Penjual bendera asal Bandung, Asep di Jalan Urip Sumoharjo, Bantul pada Senin (29/7/2019). Harian Jogja - Kiki Luqmanul Hakim (ST16)
30 Juli 2019 13:17 WIB Kiki Luqmanul Hakim (ST16) Bantul Share :

Harianjogja.com, BANTUL – Menjelang perayaan Hari Kemerdekan Republik Indonesia yang akan berlangsung bulan depan sudah mulai mengalami euforia. Salah satunya adalah penjual bendera bernama Asep yang berasal dari Bandung.

Asep mengaku dirinya sudah enam tahun berjualan bendera di Bantul, namun dirinya sendiri tidak tinggal di Bantul melainkan di Bogor. Setiap tahun menjelang 17 Agustus dirinya berangkat ke Bantul untuk berjualan bendera.

“Saya kesini setiap tahun, jadi tidak setiap hari di sini, biasanya saya di Bogor. Ke sini pun saya tidak sendiri, saya satu rombongan.

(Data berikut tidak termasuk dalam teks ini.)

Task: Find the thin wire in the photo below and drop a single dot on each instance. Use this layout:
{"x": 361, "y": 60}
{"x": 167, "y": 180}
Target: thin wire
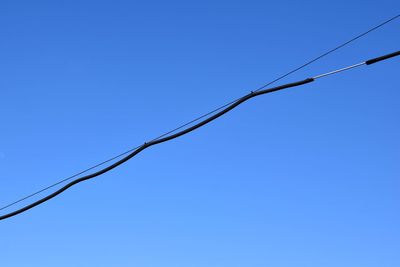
{"x": 206, "y": 114}
{"x": 339, "y": 70}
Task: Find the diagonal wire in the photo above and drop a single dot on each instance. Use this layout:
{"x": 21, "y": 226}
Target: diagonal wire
{"x": 206, "y": 114}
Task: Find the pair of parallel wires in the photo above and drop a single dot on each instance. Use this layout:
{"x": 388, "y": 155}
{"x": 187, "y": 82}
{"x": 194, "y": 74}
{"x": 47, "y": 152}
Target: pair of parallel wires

Satu rombongan itu ada sembilan sampek sepuluh orang, ini pun saya juga difasilitasi penginapan sama si Bos,” kata Asep ketika ditemui Harianjogja.com, Senin (29/7).

Asep mengaku dirinya akan berjualan di Jalan Urip Sumoharjo Bantul hingga 17 Agustus mendatang, alasan Asep tertarik menjadi penjual bendera musiman lantaran untung dari penjual tersebut terhitung besar.

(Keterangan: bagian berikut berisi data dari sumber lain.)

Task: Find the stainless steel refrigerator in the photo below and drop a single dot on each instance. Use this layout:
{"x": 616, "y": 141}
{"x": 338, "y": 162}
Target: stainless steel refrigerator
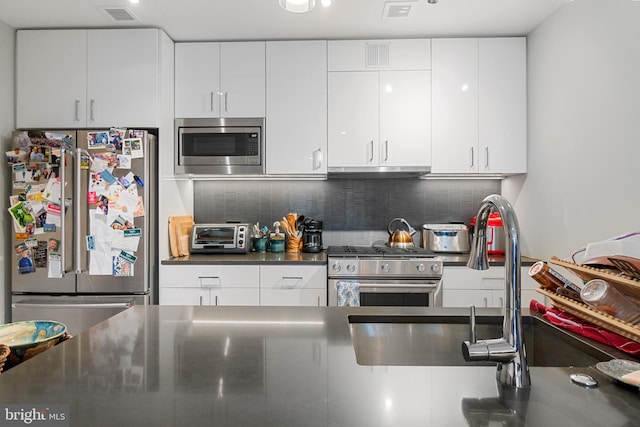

Selama kurang lebih 25 hari kerja dirinya bisa mengantongi uang sebesar Rp10 juta hingga Rp15 juta dalam 25 hari tersebut. Menurutnya penjualan akan laku keras ketika H-10 menjelang 17 Agustus.

“H-10 itu biasanya langsung banyak yang beli, ini kan saya baru dua hari kerja jadi ya masih belum dapat pembeli yang pasti ramai ya kisaran H-10 itu,” jelas Asep.

Harga satu bendera yang dijual Asep pun sangat beragam, untuk bendera standar dan juga bendera yang panjangnya mencapai empat meter dirinya menjual dalam kisaran Rp20.000 hingga Rp25.000, sedangkan untuk bendera yang paling kecil Rp5.000.